Eventually—maybe minutes later, maybe hours—she sank into unconsciousness.

And Abel kept watching.

S
IXTEEN

Extermination

Rylie woke up to find
Abel missing and the crescent moon high overhead, still hours away from sunrise. Pushing back her blankets, she waded ankle-deep into the surf to peer around the side of the rocks. Someone was sitting on the beach, but it was too dark to make out their features.

“Abel?” she whispered. He didn’t respond.

When she reached his side, she realized that it was Trick stretched out on his back. He pillowed his head on his arms to watch the moon. He smiled when he saw her.

“Trouble sleeping?”

She sat next to him. “A little bit.”

“Dreaming of the mountain?”

“Actually, no. I think…” She took a deep breath. “It sounds silly, but I think my wolf is happy I’m here. So I don’t
need
the dreams anymore.”

“Same here,” Trick said, scratching his chin through the mess of his beard. “I can still feel it calling, though.”

She felt the same, but it was too creepy to admit aloud. “Did you see where Abel went?”

“Nah. He wandered off, but I avoided him. I don’t need another black eye.”

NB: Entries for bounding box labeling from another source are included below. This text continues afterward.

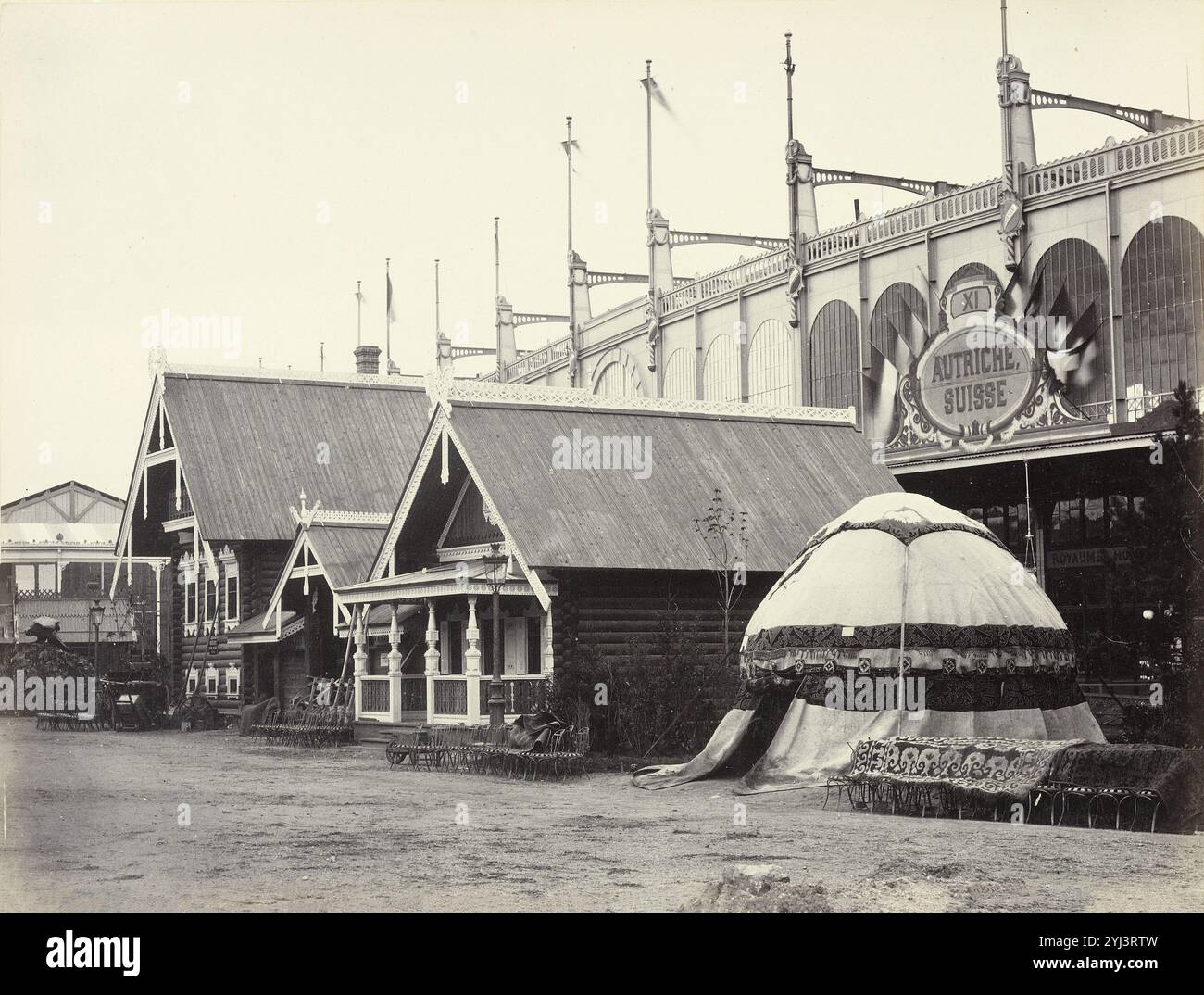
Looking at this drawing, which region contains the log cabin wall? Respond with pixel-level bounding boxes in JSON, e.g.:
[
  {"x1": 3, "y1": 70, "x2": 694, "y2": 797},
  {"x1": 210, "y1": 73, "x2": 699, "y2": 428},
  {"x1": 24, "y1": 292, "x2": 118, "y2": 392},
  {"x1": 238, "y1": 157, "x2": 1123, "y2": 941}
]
[
  {"x1": 165, "y1": 541, "x2": 289, "y2": 689},
  {"x1": 551, "y1": 570, "x2": 777, "y2": 669}
]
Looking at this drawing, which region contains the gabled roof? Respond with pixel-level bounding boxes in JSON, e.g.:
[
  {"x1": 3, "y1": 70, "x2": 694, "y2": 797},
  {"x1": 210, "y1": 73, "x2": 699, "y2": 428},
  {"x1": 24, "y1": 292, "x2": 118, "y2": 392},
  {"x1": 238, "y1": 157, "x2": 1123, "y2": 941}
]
[
  {"x1": 262, "y1": 512, "x2": 386, "y2": 626},
  {"x1": 117, "y1": 368, "x2": 430, "y2": 554},
  {"x1": 372, "y1": 384, "x2": 902, "y2": 577},
  {"x1": 0, "y1": 481, "x2": 123, "y2": 510}
]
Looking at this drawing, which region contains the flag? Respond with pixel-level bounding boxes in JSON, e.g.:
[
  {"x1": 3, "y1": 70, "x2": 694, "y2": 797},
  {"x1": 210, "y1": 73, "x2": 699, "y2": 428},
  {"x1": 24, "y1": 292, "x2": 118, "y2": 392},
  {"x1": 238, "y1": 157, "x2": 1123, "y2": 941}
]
[{"x1": 639, "y1": 76, "x2": 673, "y2": 116}]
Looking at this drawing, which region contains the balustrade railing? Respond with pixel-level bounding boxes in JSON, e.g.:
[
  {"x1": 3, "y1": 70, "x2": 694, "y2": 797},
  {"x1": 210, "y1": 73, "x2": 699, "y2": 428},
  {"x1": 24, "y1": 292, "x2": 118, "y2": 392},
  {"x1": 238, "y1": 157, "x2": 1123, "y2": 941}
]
[
  {"x1": 401, "y1": 677, "x2": 426, "y2": 712},
  {"x1": 506, "y1": 334, "x2": 569, "y2": 380},
  {"x1": 803, "y1": 124, "x2": 1204, "y2": 262},
  {"x1": 434, "y1": 677, "x2": 469, "y2": 715},
  {"x1": 360, "y1": 677, "x2": 389, "y2": 712},
  {"x1": 1124, "y1": 390, "x2": 1175, "y2": 422},
  {"x1": 661, "y1": 249, "x2": 789, "y2": 314},
  {"x1": 479, "y1": 674, "x2": 545, "y2": 715}
]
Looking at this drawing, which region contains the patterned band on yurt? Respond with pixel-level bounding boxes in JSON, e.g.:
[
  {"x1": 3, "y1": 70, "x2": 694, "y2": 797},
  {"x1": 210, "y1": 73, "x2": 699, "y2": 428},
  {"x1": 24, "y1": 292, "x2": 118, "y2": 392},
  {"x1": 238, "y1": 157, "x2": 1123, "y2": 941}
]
[{"x1": 633, "y1": 493, "x2": 1104, "y2": 793}]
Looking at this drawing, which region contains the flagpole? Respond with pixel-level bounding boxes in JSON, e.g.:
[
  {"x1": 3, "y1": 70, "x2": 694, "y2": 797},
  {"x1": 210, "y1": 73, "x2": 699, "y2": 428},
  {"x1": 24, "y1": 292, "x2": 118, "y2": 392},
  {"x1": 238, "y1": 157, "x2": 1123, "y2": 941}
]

“I tried to bite your arm off. Why aren’t you avoiding me?”

He winked. “You’re much cuter than he is.”

Rylie rolled her eyes.

“Where’s everyone else? Toshiko and the new guys?”

“They’re all sleeping in the caves. Another two wandered in after you went to bed. Hope you don’t mind.”

Rylie could already hear Abel’s reaction.
Dumpster kittens
. She tried not to smile.

“Well, I don’t care. We’ll just have to get more blankets tomorrow. There’s tons of them back at camp. Do you know any of the people who came in this afternoon?”

“No. They’re all perfect strangers to me. And I wouldn’t mind if it stayed that way, to be frank,” Trick said. “I’d like to never see any of your smiling faces again, once the mystic hootenanny is over.”

“Okay. Fine. I was only trying to make conversation.”

Rylie started to stand, but he flicked sand at her. “Don’t make me sit out here on my own. Sit back down. Tell me how you can change into a werewolf in the middle of the day. Bet that’s wicked good craic.”